What is Male Gaze vs Female Gaze?

Anastasia Carlon, Staff Writer

The male and female gaze is a feminist film theory about how women are depicted through film.

The male gaze is one of the pillars of feminist theory in film, literature, and television. The theory was first developed in 1975 by Laura Mulvey and is still prominent in cinema. The male gaze refers to how women are depicted in media, specifically from a heterosexual man’s point of view. This view generally hypersexualizes, weakens, and treats female characters as objects for the male protagonist. 

In the past few years, the female gaze has entered the field. The female gaze challenges the typical male-dominated viewpoint in cinema.
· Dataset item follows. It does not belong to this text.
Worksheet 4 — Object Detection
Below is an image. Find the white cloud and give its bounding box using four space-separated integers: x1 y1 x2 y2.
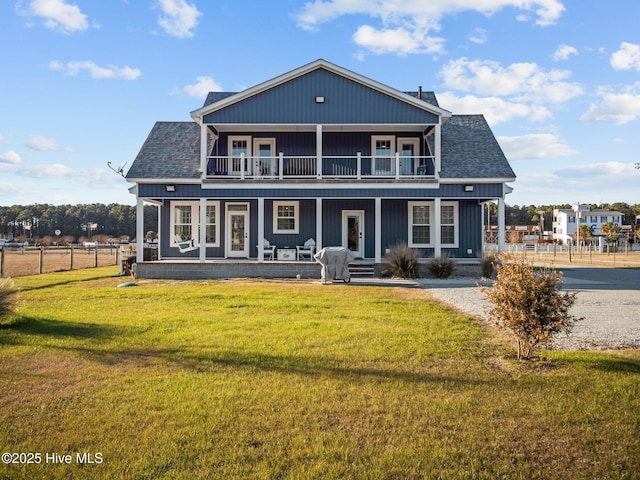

The female director/writer approaches their media in a different way than the stereotypical masculine view and tends to have a more emotional or artistic core. The female characters are less objectified and are shown to be more than their exterior. The men are also less powerful and have more depth. The female gaze is also inclusive of more sexual orientations.

A good comparison is the portrayal of the DC comic book character Harley Quinn. In the 2016 movie Suicide Squad, Harley wore tiny shorts, ripped clothing, and childlike pigtails. These served the heterosexual-male audience, especially since it was directed by David Ayer, a heterosexual man. On the other hand, Birds of Prey, directed by Cathy Yan, Harley is just as reckless, vicious, seductive, and fun as before but clearly without the purpose of pleasing men. Her pigtails are shorter and are paired with bangs, which makes her seem less like a child. She also started wearing less revealing clothing and is more independent. 

Angel Ruiz stated, “In Suicide Squad it was like she was wearing nothing. I don’t think she could fight that well in that clothing because imagine trying to kick someone and then…yeah. The second outfit is more practical and seems like it would be a better fit.”

Marissa Hutchinson said, “Birds of Prey was a better interpretation of Harley. Her outfits were more practical and I feel like her character showed a lot better.”